WHEN 42 PUBLIC UTILITY COMMISSIONERS HUDDLED in private recently at the Brown Palace Hotel in Denver to discuss their roles come 2003, they came to a striking conclusion: Someday they might be out of business. Some said it would take five years, others said as long as 10.
"There was quite a bit of discussion and interest in commissions actually formulating what they call an 'exit plan,' by which they meant, in a kind of systematic way ... being prepared to wind back on their regulatory oversight," says Douglas N. Jones, director of the National Regulatory Research Institute, co-sponsor of the Commissioners Summit. "I'd not heard that before. And I've been in [regulation] 38 years."

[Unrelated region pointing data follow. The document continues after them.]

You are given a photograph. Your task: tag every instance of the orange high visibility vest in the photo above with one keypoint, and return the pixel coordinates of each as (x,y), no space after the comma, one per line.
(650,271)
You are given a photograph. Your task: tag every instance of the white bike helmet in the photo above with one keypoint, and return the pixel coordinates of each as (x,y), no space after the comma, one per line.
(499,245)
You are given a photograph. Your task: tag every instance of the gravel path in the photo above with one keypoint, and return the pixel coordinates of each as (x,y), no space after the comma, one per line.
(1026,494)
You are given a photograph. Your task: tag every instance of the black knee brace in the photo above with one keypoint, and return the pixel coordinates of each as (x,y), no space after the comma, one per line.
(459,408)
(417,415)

"I think it is a reasonable goal to work ourselves out of a job, over some period," agrees R. Brent Alderfer of the Colorado Public Utilities Commission, a summit attendee. "We're now the B-52 of utility regulation ... it's time to trade it in for the B-1, or something a little more flexible."

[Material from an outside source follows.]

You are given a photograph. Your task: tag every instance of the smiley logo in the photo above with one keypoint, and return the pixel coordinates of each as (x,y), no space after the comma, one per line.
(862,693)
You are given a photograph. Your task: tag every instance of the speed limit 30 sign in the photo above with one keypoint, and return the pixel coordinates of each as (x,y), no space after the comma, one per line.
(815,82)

The conclusions of members from 28 commissions, reported by a half-dozen attendees interviewed after the gathering, were a fitting adjunct to an NRRI report that served as the summit primer. Called Organizational Transformation: Ensuring the Relevance of Public Utility Commissions, the white paper captures conclusions of a similar 1995 get-together, also sponsored by NRRI and the National Association of Regulatory Utility Commissioners.
The report confirms that commissions must change their culture, staffing and skills to ready for deregulated utility markets. They must prepare for a world where there are no more rate cases. Commissions must transform the public into educated consumers while also assessing their own performance as public bodies.